Mulheres trans denunciam preconceito de gênero em unidade prisional
Por: Jadson Lima
05 de março de 2025
MANAUS (AM) – Duas mulheres transsexuais, privadas de liberdade, no Centro de Recuperação Agrícola Silvio Hall de Moura (CRASHM), em Santarém (PA), relataram a uma equipe da Defensoria Pública da União (DPU) que sofrem desrespeito à identidade de gênero por outros detentos da unidade prisional e por agentes penitenciários que atuam no local. A informação consta em um ofício do Ministério Público Federal (MPF), datado de 27 de fevereiro, que aponta discriminação institucional.
No documento, o MPF recomendou que a Secretaria de Estado de Administração Penitenciária do Pará (Seap) e a direção da unidade adotem medidas para garantir direitos de mulheres transexuais e travestis que estejam cumprindo pena no CRASHM. Para sugerir as mudanças, o órgão cita uma pesquisa da Revista Brasileira de Epidemiologia, que coletou dados entre os anos de 2019 e 2021, a qual aponta que mais de 60% das mulheres trans e travestis ficaram presas com homens cisgênero.
De acordo com o estudo, mais de um quarto das entrevistadas – cerca de 26,3% – sofreu agressão, e 13,8% relataram ter sofrido violência sexual durante o encarceramento.
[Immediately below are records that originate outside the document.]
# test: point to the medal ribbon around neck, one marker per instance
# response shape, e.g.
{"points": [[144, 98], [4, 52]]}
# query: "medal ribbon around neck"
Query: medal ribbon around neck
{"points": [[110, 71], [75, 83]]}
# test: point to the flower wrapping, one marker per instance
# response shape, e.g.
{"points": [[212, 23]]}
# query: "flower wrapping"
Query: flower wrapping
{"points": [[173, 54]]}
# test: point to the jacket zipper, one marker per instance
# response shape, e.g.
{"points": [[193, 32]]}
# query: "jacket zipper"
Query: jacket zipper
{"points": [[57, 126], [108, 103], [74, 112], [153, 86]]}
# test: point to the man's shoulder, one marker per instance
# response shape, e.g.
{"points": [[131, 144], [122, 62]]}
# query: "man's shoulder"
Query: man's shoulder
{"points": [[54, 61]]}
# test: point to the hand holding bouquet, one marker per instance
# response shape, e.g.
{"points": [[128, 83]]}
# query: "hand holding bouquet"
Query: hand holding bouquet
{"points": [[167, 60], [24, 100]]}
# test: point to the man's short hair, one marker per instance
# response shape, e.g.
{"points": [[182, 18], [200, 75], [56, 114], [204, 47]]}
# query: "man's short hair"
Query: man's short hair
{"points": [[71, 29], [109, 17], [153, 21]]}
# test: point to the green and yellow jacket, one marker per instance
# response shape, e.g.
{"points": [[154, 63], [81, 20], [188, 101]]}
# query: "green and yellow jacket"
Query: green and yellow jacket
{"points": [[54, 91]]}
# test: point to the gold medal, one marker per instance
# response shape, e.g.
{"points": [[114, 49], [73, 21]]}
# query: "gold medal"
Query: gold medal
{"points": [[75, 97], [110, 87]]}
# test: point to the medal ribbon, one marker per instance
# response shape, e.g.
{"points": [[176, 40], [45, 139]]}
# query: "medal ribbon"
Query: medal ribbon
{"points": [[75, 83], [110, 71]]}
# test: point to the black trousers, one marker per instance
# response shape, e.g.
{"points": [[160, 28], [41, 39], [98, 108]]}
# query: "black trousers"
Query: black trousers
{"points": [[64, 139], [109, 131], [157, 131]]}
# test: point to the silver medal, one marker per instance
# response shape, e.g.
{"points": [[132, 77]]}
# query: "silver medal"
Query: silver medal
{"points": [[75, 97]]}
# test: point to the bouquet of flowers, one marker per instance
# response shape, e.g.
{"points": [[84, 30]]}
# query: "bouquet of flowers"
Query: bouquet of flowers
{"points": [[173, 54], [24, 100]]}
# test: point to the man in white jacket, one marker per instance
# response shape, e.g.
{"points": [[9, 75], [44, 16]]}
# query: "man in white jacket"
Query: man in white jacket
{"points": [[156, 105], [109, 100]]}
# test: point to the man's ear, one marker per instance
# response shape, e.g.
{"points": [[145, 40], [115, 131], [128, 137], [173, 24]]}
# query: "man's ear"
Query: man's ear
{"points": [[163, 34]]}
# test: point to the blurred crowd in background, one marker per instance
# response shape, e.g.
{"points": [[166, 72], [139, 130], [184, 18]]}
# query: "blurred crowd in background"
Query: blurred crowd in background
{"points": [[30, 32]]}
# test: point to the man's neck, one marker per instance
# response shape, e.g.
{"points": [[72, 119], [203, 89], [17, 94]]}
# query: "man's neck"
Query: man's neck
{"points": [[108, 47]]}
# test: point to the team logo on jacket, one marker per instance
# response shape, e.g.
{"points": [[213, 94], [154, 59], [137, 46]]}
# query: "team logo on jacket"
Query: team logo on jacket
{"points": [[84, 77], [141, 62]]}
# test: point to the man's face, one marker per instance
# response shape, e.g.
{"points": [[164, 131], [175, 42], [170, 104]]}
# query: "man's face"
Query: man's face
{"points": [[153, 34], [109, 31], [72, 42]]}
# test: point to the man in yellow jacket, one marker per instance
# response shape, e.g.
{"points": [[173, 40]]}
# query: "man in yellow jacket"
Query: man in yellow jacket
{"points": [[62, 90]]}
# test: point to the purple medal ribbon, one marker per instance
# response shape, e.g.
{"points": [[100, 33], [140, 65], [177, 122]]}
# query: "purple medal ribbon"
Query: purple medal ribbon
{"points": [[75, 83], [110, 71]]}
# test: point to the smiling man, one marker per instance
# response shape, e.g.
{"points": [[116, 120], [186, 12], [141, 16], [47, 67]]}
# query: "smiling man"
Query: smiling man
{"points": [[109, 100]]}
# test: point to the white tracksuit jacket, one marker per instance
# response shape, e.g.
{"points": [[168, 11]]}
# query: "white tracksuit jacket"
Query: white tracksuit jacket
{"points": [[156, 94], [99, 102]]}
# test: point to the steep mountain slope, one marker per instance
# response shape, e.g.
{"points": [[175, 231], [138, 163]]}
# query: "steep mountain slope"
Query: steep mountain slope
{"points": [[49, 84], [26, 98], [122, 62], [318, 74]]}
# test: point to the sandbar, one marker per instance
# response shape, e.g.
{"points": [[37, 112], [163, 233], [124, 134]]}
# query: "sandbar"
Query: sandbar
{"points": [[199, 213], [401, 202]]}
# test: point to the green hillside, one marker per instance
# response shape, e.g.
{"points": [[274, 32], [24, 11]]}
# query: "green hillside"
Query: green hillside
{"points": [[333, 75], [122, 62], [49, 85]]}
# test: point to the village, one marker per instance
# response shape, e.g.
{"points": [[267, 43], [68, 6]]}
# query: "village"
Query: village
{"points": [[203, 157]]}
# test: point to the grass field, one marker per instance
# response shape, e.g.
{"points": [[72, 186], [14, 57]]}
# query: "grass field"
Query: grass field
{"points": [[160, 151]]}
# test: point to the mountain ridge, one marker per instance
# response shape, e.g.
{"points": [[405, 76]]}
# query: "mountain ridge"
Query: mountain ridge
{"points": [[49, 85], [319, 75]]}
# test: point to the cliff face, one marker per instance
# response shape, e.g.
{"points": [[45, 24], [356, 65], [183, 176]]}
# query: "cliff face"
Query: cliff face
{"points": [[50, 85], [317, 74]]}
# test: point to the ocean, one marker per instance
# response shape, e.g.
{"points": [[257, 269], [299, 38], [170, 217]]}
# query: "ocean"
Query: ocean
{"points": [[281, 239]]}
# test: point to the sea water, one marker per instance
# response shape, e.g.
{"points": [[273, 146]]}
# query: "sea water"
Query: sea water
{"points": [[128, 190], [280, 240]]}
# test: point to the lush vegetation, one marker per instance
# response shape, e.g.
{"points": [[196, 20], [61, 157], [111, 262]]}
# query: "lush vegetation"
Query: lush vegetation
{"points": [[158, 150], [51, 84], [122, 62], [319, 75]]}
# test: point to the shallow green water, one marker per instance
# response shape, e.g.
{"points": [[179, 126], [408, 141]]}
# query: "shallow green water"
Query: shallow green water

A mesma pesquisa, diz o MPF, registrou que 40% dos detentos trans foram vítimas de violência sexual, “número que contrasta significativamente com a taxa de apenas 4% entre os demais presos”.

“A situação acima caracteriza um cumprimento de pena cruel e, ainda tornando-se precárias as condições da dignidade da pessoa humana dentro dos estabelecimentos prisionais, indo de encontro aos dispositivos constitucionais e aos tratados internacionais de direitos humanos, como a Convenção Interamericana contra o Racismo, a Discriminação Racial e Formas Correlatas de Intolerância, adotada na Guatemala”, diz trecho do documento.
Na recomendação, o MPF também destacou que o Supremo Tribunal Federal (STF), ao julgar a Ação Direta de Inconstitucionalidade por Omissão (ADO) 26, firmou o entendimento de que o conceito de racismo ultrapassa aspectos estritamente biológicos ou fenotípicos e alcança a negação da dignidade e da humanidade de grupos vulneráveis, de modo que os casos de homofobia e/ou transfobia devem ser enquadrados como crimes de racismo.
O procurador da República Vitor Vieira Alves pontuou, ainda, que o Brasil, por ser signatário da Convenção Interamericana contra o Racismo, a Discriminação Racial e Formas Correlatas de Intolerância, adotada na Guatemala, deve garantir igualdade a todo ser humano, bem como o direito à igual proteção contra o racismo, a discriminação racial e formas correlatas de intolerância, em qualquer esfera da vida pública ou privada.
No documento, a autoridade deu um prazo de dez dias para que as autoridades estaduais identifiquem todas as mulheres trans e travestis que estão cumprindo pena na Unidade de Custódia e Reinserção de Santarém (UCR), que é destinada exclusivamente a pessoas do sexo masculino. O MPF também pediu a imediata transferência de uma das detentas para a Unidade de Custódia e Reinserção Feminina (UCRF) de Santarém.
A recomendação foi emitida porque tramita no MPF o Procedimento Administrativo nº 1.23.002.000853/2024-57, instaurado para apurar discriminação institucional de gênero no Centro de Recuperação Agrícola Silvio Hall de Moura, em Santarém (CRASHM). Veja a íntegra:
A CENARIUM entrou em contato com a Secretaria de Administração Penitenciária do Pará, por meio da assessoria de imprensa, para solicitar informações sobre a transferência de uma das detentas, bem como a identificação das demais presas na unidade. A pasta também foi questionada sobre o descumprimento de tratados que falam sobre os direitos dessa população. Até o fechamento desta reportagem, não houve retorno.